Academic Rank:
Affiliate Professor, Division of Infectious Diseases, Department of Pediatrics, Faculty of Medicine, University of British Columbia
Affiliation(s):
BC Children’s Hospital Research Institute
Location:
BC Children’s Hospital Research Institute
Short Bio
As you read this paragraph, two infants in the world will have died from an infection for which there is an effective vaccine. Worldwide we could save 5 million infants every year—if only we could immunize them on time. There appear to be many reasons—none of them insurmountable—why the world fails to save the lives of these children. The work in our lab focuses on part of the science to help solve this problem: we are developing a vaccine system that with only one immunization given at birth will protect from a wide range of specific infectious diseases, as well as from allergies, autoimmune diseases and malignancies, for the entire life. We are systematically analyzing the human neonatal and infant response to danger signals (e.g. TLR-ligands) and vaccines. This way, we will learn what aspects of the newborn’s immune system work well. With that knowledge, we hope to identify immune modulators or adjuvants that would aid in their immune response to vaccines and help protect them from disease. This work is done in close collaboration with several national and international research centres through large clinical trials. Our lab uses state-of-the-art technology (high-throughput flow cytometry, multiplex ELISA, real-time PCR, SNP genotyping, microarrays, etc.) to get the most information from very small samples. Part of this also requires a solid investment into development of optimal bioinformatics tools, and we are part of an international group focused on this important task. Parallel to the human descriptive studies, we are developing a vaccine platform in mice on which we can test our vaccines and define the exact molecular mechanisms at work. For example, we use genetically altered strains of Listeria monocytogenes to target our vaccines to only those cells we want to infect, to then deliver its vaccine antigen, induce the desired immune response, and disappear—all without causing any harm to the newborn. Our preliminary data gives us great hope that our final goal is within reach.
Academic Backgrounds
- MD and PhD (Microbiology and Immunology), Albert Einstein College of Medicine (Bronx, New York)
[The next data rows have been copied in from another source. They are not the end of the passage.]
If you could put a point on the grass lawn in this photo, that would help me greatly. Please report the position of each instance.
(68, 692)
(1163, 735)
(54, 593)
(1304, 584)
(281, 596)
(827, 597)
- Fellowship, Pediatric Infectious Disease, University of Washington
Awards & Recognition
- Michael Smith Foundation for Health Research Career Investigator Award
- Canadian Child Health Clinician Scientist Career Development Award
- Burroughs Wellcome Career Award in the Biomedical Sciences
- Pfizer Postdoctoral Fellowship in Infectious Diseases
- Alpha Omega Alpha (National Honour Medical Society)
Current Openings & Opportunities
Current Projects In My Lab include
Research
- Immunology and immunological diseases
- Developmental immunology/ neonatal immunology
- Infectious disease
- Vaccines
Our lab uses state-of-the-art wet-lab technology and bioinformatic approaches (systems biology) to get the most information out of the smallest samples from newborns and infants around the world. Parallel to these obervational human cohort studies, we are developing in vitro (culture) and in vivo (animal) models where we establish concrete cause & effect of the relationships identified in our systems biological studies. This combined approach allows us to systematically dissect the key cellular and molecular mechanisms important in the human neonatal and infant response to infection or vaccination. Based on that knowledge, we are identifying immune modulators that help protect newborns from disease, and aid in their immune response to vaccines important for global health. This work is done in close collaboration with several large national (e.g. CHILD) and international research groups from Africa and Asia, to Europe, Australia and North America.